Among the different tested toxins of E. coli in our survey, usp genes which designated for an uropathogenic specific protein was found in 68.2% of isolates, more than other toxins (cnf1, hlyA and ibeA). Previously, several authors showed that usp may contribute to the causation of UTIs and may be considered as a major virulence determinant of UPEC.31–34

Finally, among protective virulence factors, traT which encoding an anti-complementary protein and kpsMT II encoding polysaccharide capsule were found in 87.6% and 76% of isolates, respectively. Previously, in two Iranian studies, the prevalence of kpsMT II in UPEC isolates was reported 9% and 4.1%, respectively.35,36 In Germany, Toval et al reported the prevalence of traT in 67.9% and kpsMT II in 39.3% of UPEC isolates.37 In another study from Brazil, the prevalence of traT in UPEC isolates was estimated at 76%.38 This observation indicating heterogeneity in the distribution of virulence genes in UPEC strains in different regions.

As the main limitations of the present study, the lack of data on community or hospital origin of UTI, and genes expression assay should be acknowledged.

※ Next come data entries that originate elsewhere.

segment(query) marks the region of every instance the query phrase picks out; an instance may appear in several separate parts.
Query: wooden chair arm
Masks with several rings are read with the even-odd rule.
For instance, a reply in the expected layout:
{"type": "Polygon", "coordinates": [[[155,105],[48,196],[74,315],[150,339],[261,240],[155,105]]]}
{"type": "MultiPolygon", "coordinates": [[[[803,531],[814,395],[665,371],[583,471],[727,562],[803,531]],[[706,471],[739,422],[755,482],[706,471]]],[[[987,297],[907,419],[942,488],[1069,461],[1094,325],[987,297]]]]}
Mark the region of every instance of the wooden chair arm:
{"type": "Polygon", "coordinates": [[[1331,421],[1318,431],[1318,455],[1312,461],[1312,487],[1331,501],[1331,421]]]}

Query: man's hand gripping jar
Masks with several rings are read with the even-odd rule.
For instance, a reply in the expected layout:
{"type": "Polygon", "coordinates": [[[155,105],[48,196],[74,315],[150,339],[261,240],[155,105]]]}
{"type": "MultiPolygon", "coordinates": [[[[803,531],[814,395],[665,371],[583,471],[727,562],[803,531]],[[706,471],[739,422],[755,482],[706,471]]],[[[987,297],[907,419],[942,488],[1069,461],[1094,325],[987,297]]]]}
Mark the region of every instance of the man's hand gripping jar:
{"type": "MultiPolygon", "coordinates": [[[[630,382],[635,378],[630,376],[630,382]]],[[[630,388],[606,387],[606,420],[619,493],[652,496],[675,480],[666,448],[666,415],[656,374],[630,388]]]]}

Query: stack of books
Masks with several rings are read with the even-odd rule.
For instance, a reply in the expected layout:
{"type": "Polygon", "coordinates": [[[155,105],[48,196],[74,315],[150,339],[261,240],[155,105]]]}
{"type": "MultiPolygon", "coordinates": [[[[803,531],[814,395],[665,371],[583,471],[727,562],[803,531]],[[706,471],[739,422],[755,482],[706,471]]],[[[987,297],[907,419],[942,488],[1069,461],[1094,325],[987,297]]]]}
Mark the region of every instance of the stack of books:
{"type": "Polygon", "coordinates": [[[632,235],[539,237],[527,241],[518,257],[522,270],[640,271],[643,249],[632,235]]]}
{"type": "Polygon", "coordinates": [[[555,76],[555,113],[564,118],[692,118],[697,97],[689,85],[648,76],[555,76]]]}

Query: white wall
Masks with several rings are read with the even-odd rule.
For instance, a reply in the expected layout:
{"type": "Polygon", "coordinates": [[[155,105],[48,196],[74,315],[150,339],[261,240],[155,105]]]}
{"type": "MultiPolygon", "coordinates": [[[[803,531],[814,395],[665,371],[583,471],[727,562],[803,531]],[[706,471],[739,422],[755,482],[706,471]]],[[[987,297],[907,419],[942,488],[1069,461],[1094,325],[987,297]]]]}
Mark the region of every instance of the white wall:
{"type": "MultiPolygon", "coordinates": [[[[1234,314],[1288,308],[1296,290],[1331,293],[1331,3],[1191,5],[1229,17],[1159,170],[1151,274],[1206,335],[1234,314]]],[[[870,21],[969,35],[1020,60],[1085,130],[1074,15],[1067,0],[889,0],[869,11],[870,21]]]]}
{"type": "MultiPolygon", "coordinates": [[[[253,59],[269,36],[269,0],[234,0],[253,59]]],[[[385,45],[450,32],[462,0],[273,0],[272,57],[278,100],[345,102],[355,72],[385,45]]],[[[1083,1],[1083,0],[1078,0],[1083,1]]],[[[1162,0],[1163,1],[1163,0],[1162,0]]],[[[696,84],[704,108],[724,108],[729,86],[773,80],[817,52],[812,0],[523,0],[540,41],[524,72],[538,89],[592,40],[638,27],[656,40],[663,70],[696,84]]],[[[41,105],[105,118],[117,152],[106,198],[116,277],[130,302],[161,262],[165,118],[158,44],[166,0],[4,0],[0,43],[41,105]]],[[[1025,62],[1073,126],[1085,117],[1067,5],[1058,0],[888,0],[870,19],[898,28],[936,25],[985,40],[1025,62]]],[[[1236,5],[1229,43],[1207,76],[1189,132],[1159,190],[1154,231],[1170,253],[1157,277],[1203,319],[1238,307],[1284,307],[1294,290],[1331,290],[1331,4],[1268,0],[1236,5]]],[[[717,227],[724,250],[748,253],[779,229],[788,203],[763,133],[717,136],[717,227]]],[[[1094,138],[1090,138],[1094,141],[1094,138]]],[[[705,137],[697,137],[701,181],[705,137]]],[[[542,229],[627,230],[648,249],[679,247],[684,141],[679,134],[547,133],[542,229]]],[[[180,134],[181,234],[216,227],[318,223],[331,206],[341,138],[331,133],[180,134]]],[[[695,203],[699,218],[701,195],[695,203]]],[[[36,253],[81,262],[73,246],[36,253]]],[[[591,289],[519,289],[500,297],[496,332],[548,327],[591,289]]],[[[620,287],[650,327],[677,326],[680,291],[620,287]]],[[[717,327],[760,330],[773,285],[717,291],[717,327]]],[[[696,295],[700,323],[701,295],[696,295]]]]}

In summary, our results showed a remarkable rate of drug resistance and heterogeneity for virulence factors among E. coli strains isolated from UTIs in the north of Iran. The emergence of such strains can be a predictive marker for their persistence in the hospital and consequently a significant threat for hospitalized patients. These findings provide experimental evidences for the prescription of more effective therapy based on antibiogram and optimizing infection control policies.